Harrison was born in the United Kingdom. He served as a recce platoon commander for the British Army. He moved to the United States and started working as a construction manager in Sherwood, Oregon after being forced to surrender his guns to the UK government, while pursuing competitive shooting.

In 2009, Harrison finished second in Trooper Class in the 2009 MGM Ironman multi-gun competition. Being an amateur gunsmith, the guns he used during the competition were made by himself. Harrison worked for Crimson Trace at this time.

In December 2011, Harrison gained US citizenship.

Harrison became the editor of RECOIL in January 2013; he writes several articles for each issue as well.

===Top Shot===

In 2010, Harrison appeared in the first season of History Channel's marksmen competition Top Shot. During the first half of the competition, Harrison competed as part of the Blue Team. His team ended up winning six challenges, and Harrison was only nominated for elimination once during that period.

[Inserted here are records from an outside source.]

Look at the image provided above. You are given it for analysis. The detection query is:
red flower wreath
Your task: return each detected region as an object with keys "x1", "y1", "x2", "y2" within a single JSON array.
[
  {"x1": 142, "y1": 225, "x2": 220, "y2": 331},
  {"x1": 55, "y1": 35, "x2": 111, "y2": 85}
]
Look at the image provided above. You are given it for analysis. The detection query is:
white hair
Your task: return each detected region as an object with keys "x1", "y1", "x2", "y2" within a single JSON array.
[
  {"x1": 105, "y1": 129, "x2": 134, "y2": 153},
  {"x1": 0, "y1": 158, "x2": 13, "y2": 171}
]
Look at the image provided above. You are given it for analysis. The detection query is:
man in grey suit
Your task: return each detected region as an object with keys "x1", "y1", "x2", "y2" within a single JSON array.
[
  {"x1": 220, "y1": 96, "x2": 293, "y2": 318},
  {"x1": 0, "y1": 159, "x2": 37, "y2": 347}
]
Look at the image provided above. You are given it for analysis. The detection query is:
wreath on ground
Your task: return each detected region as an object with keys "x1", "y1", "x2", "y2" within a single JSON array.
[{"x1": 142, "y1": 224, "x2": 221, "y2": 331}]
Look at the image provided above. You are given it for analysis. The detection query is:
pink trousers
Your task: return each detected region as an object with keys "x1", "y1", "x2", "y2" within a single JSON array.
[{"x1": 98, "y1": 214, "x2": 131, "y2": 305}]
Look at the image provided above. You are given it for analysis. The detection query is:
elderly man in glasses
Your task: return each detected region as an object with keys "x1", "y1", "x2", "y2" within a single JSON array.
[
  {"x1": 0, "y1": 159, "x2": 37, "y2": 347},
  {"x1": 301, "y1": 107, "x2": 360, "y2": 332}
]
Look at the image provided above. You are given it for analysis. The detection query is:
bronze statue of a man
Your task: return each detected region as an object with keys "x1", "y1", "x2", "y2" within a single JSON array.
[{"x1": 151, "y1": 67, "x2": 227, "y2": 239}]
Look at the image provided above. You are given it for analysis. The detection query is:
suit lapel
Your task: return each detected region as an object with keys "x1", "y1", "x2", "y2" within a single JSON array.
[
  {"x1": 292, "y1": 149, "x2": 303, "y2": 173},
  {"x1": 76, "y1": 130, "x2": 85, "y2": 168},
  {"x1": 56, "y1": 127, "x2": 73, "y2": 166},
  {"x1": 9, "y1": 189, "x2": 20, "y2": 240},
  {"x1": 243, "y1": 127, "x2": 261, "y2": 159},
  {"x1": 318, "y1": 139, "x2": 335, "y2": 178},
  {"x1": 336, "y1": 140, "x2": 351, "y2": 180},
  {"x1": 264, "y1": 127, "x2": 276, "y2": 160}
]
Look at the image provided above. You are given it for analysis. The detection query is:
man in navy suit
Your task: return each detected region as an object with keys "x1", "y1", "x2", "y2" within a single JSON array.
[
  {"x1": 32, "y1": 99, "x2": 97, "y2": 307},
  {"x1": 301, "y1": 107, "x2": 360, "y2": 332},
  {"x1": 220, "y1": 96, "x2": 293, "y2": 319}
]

During the final half of the competition, Harrison won the last two individual challenges before the final. In the finale, he beat Chris Cerino to win the competition as well as $100,000.

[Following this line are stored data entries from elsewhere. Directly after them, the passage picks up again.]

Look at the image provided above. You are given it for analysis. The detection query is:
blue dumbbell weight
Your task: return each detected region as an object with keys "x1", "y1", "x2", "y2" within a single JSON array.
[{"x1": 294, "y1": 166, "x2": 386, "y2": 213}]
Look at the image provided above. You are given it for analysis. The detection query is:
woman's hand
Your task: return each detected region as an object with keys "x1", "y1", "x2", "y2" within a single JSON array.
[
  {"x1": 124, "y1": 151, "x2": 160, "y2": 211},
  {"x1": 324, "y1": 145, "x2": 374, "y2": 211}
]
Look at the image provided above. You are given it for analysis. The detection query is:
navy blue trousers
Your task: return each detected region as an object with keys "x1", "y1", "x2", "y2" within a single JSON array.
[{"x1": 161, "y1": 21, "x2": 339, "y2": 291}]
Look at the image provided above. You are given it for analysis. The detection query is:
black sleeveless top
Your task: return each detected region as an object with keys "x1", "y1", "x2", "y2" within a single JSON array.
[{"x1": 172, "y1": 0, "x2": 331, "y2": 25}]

Harrison has since made three appearances on the show as a weapons trainer. His first appearance after winning was on the tenth episode of the second season of the show. During one episode of the third season of the show, Harrison appeared with Season 2 winner, Chris Reed, serving as honorary team captains of the two current Blue and Red teams for one of the challenges. A $5,000 donation was made to a charity selected by the captain of the winning team, and Harrison chose the Wounded Warrior Project. However, his team lost to Chris Reed's Red team. He appeared again as a trainer during the fourth season.